Background: Better prognostic measures for ulcerative colitis (UC) could significantly advance patient care. While the prognostic capacity of circulating proteins in UC has been explored, the role of mucosal proteins remains largely unknown. We examined mucosal protein markers in patients with incident ulcerative colitis and evaluated their prognostic value.

Methods: Biopsies from macroscopically inflamed colonic/rectal mucosa of adult patients in the Swedish inception cohort of IBD (SIC IBD) were obtained at diagnosis of UC. Patients were followed prospectively, and clinical data were recorded after 3 and 12 months. Disease course was categorised as indolent or aggressive at 12 months, based on a composite outcome of colectomy, hospital admission for active disease, treatment refractoriness towards ≥2 biological agents; the use of >2 courses of corticosteroids, or a cumulative dose of >2.5 g. Relative estimates of 162 protein markers were assessed in homogenised tissue supernatants, using proximity extension assay technology (Olink Proteomics, Uppsala, Inflammation and Oncology II panel). Mann-Whitney U test, with Benjamini-Hochberg correction was used to identify differentially regulated mucosal proteins in aggressive vs indolent disease course, with a 5% false discovery rate (FDR). Smoothly clipped absolute deviation regularised logistic regression models were used to identify prognostic signatures distinguishing aggressive from indolent disease course. Performance was estimated in a leave-one-out cross-validation and reported as the area under the receiver operating characteristic (ROC) curve (AUC).

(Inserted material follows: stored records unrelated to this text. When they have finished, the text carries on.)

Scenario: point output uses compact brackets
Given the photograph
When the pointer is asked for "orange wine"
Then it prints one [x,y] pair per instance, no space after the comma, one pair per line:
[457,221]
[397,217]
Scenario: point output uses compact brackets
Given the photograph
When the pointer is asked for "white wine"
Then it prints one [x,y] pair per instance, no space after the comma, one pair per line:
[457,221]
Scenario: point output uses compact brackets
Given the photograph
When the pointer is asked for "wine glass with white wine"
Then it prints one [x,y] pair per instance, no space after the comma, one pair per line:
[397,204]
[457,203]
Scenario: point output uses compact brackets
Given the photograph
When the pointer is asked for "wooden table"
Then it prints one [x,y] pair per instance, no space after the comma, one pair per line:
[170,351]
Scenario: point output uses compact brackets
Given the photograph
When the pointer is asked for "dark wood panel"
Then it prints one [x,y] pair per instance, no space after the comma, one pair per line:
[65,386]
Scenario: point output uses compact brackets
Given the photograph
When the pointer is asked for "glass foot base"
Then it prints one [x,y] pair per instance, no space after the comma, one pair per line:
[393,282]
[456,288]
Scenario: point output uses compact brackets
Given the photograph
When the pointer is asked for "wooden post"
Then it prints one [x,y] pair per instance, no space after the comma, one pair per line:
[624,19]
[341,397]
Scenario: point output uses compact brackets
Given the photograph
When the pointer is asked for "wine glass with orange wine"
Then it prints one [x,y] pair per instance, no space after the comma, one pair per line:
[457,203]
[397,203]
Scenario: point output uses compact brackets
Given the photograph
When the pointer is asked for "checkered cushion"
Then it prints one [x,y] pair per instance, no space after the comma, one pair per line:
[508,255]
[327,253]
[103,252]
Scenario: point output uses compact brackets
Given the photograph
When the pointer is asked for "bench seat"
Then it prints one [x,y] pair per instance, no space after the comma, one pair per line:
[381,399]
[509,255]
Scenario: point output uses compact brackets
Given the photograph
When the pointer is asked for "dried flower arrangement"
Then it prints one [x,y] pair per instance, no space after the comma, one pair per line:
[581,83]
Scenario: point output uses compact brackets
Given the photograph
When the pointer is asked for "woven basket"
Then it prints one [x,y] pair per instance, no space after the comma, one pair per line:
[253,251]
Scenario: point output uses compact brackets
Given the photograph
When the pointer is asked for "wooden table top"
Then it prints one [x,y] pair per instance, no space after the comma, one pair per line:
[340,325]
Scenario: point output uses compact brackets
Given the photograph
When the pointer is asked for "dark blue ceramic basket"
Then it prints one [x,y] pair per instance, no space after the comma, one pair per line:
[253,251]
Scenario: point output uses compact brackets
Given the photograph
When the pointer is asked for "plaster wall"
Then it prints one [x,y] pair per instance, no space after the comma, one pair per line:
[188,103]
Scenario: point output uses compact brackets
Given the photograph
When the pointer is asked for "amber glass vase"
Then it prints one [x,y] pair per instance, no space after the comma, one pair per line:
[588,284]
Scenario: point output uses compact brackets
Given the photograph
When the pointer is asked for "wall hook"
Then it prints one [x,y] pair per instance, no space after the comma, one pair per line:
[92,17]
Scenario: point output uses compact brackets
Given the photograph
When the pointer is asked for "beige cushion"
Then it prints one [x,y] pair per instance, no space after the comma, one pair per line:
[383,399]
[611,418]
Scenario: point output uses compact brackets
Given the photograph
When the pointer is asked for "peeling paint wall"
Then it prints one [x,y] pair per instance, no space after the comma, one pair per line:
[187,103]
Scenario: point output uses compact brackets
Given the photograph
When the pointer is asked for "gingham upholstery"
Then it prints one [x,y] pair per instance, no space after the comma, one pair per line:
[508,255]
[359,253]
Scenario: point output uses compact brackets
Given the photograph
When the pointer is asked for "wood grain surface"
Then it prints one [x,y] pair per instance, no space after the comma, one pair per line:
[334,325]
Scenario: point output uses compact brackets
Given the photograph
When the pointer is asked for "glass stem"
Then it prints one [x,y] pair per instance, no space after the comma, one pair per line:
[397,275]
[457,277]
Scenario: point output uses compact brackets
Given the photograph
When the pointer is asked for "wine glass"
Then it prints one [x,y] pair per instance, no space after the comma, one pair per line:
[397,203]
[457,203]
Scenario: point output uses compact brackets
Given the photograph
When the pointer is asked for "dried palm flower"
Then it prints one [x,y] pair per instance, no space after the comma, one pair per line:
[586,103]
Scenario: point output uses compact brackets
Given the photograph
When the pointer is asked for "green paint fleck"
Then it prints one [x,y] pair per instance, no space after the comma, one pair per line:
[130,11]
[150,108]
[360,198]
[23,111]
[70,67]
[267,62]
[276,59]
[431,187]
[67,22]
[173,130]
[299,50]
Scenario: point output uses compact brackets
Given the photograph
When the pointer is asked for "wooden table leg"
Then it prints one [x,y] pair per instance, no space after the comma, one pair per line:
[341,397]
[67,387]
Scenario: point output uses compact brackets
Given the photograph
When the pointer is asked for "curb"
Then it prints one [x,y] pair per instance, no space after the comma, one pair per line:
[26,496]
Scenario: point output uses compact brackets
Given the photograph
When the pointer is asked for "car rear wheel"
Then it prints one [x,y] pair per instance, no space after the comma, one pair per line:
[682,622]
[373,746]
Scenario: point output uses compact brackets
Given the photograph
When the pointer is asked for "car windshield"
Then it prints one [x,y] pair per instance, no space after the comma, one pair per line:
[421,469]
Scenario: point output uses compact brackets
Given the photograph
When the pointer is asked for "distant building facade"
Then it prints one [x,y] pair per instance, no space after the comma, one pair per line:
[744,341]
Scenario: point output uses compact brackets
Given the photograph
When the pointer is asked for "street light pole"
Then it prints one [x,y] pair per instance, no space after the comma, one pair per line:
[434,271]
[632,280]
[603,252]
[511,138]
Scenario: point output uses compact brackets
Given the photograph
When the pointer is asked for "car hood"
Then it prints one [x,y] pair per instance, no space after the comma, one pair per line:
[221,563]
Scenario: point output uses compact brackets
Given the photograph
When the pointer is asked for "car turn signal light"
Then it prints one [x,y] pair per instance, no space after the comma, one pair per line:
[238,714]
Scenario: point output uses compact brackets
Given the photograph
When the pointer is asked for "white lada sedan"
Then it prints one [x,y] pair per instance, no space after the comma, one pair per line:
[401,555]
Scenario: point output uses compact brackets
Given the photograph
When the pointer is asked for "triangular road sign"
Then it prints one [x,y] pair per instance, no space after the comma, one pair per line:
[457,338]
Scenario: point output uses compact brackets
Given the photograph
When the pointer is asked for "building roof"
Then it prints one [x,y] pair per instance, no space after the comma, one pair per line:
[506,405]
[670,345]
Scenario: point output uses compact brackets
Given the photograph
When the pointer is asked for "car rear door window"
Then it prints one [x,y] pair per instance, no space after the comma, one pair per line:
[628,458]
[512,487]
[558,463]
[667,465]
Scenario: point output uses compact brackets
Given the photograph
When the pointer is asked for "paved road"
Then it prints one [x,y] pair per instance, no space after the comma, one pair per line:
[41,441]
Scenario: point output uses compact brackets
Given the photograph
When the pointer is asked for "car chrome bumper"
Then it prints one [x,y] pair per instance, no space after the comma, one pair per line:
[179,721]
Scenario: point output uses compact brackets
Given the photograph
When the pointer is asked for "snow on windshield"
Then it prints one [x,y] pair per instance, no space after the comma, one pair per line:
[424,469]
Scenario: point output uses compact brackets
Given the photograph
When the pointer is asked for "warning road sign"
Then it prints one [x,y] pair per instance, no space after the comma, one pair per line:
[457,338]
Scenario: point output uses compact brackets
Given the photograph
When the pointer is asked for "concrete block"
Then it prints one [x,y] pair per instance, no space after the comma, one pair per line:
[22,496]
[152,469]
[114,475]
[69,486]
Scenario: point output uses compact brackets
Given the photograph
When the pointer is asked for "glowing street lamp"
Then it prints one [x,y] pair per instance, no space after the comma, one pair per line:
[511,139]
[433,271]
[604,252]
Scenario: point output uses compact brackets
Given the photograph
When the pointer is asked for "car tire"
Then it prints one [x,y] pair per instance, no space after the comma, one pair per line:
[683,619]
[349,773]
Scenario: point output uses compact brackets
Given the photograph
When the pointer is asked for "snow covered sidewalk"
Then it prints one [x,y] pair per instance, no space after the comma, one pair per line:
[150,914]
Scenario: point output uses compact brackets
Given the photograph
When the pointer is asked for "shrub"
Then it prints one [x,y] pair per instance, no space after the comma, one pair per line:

Results: 117 patients provided a macroscopically inflamed colonic/rectal biopsy at diagnosis of UC. Basic demographics and clinical characteristics are presented in Table 1. Relative protein levels of WFdc2 and CCL20 were significantly lower in lysates from patients developing an aggressive course vs patients developing an indolent course, while estimates of MMP1, CCL11, WISP-1, OPG, RSPO3 and VEGFR2 were higher (Figure 1A). Regularized logistic regression identified signatures restricted to 28 proteins, distinguishing aggressive from indolent UC courses, yielding an AUC of 0.68 (95% confidence interval (CI): 0.56-0.80) for left-out samples (Figure 1B). Incorporating extent of inflammation at diagnosis in the model improved the AUC to 0.71 (95% CI: 0.60-0.83).

Conclusion: We identified prognostic mucosal protein signatures associated with future course of ulcerative colitis by analysing inflamed mucosal biopsies that were obtained at diagnosis. These protein markers may highlight pathways of relevance for ulcerative colitis outcomes.